In United States v. Gevorgyan, 886 F.3d 450 (5th Cir. 2018), the court of appeals affirmed convictions of a defendant charged with committing healthcare fraud and violating the AKS. The defendant served as an "operations person" of a clinic, and he personally paid a marketer to bring patients into the clinic. The marketer then provided money to prospective patients. The defendant challenged his convictions for conspiracy to violate, and substantive violation of, the AKS and his convictions for conspiracy to commit, and substantive commission of, healthcare fraud.
The court found that the defendant's interactions with the clinic's receptionist, whereby he trained the receptionist to keep a ledger tallying the number of incoming patients and such ledger contained total figures written by the defendant that directly mirrored figures on payments that the defendant paid to the marketer — along with the defendant's ownership of the corporation that acted as the source of payments to the marketer — was sufficient evidence to meet the mens rea element under AKS. The court also ruled that this evidence sufficiently supported the finding that the defendant voluntarily participated in the conspiracy to violate AKS.
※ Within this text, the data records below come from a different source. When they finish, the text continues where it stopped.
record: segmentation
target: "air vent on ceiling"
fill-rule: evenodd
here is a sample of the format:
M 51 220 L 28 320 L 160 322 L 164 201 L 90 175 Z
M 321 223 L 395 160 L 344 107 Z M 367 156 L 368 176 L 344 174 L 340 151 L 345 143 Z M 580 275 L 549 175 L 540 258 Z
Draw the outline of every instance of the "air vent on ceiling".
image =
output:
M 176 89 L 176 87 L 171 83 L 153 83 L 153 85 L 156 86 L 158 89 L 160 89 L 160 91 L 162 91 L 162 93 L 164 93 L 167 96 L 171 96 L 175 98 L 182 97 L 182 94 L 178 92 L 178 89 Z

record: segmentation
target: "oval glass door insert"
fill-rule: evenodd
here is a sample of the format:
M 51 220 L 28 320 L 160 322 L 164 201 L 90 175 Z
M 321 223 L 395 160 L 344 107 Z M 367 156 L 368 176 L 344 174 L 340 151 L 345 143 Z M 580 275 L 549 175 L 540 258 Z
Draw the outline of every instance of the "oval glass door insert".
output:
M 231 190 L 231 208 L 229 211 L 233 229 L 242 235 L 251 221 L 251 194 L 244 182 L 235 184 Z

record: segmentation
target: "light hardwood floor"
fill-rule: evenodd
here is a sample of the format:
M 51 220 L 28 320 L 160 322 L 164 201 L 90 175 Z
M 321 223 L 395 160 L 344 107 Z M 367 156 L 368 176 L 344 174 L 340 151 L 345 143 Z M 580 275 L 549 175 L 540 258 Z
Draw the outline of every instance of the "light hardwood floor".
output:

The defendant also targeted the mens rea element of the healthcare fraud convictions. However, the court was not swayed by the defendant's arguments that he was too young and inexperienced in the medical field to have knowledge of the clinic's healthcare fraud. The court held that sufficient evidence supported the jury's determination that the defendant knew of the healthcare fraud and was aware of the conspiracy's purpose. The court relied on the facts that the defendant trained and supervised others regarding patient intake, played a central role in the scheme and served as an owner, a director and an officer of the corporation issuing payments to the marketers.